Ingredients You’ll Need
What makes this dish truly irresistible is the chorus of simple, fresh ingredients that come together so perfectly. Every element of the stack brings out the best in the others, turning pantry basics and juicy produce into something special. Let’s break down what goes into this Honey Lime Chicken & Mango Quinoa Stack and why you’ll love each bite.

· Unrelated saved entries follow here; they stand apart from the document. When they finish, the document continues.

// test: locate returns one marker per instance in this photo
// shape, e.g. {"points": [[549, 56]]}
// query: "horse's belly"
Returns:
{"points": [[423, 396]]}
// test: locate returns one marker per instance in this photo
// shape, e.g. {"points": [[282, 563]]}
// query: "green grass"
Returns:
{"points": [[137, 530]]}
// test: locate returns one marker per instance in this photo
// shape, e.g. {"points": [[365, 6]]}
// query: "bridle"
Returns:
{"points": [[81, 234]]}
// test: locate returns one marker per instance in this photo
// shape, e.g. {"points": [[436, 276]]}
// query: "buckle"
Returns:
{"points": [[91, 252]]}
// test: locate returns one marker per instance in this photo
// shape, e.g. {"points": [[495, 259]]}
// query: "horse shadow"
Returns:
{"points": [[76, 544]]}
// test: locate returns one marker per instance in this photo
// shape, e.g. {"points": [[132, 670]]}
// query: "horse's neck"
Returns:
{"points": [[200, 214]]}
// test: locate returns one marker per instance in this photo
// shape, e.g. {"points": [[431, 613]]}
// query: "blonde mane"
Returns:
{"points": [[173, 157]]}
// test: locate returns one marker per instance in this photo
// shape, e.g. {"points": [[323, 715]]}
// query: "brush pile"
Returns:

- Chicken breasts or thighs: Go for thighs if you want extra-juicy results, but chicken breasts make for leaner slices—either way, both soak up the tangy marinade beautifully.
- Olive oil: Besides adding smooth richness, olive oil helps the marinade infuse deeply into the chicken for maximum flavor.
- Lime zest and juice: This brightens up the whole stack, cutting through sweetness and tying everything together with a citrusy tang.
- Honey: The star sweetener caramelizes during cooking, giving the chicken a glossy, sticky finish that’s totally irresistible.
- Garlic: A couple of cloves add gentle bite and warmth to balance out the sweetness of the honey.
- Smoked paprika: Lends subtle smokiness that ups the savory stakes and gives gorgeous color.
- Ground cumin: Earthy and fragrant, cumin brings a gentle warmth to the marinade.
- Salt and black pepper: Absolute essentials for drawing out every bit of flavor from the chicken.
- Cooked quinoa: Fluffy quinoa forms the sturdy base, bringing protein power and a delicate, nutty flavor.
- Ripe mango: Nothing beats the sweetness and juicy pop of a perfectly ripe mango—it’s the ultimate fresh contrast to the chicken.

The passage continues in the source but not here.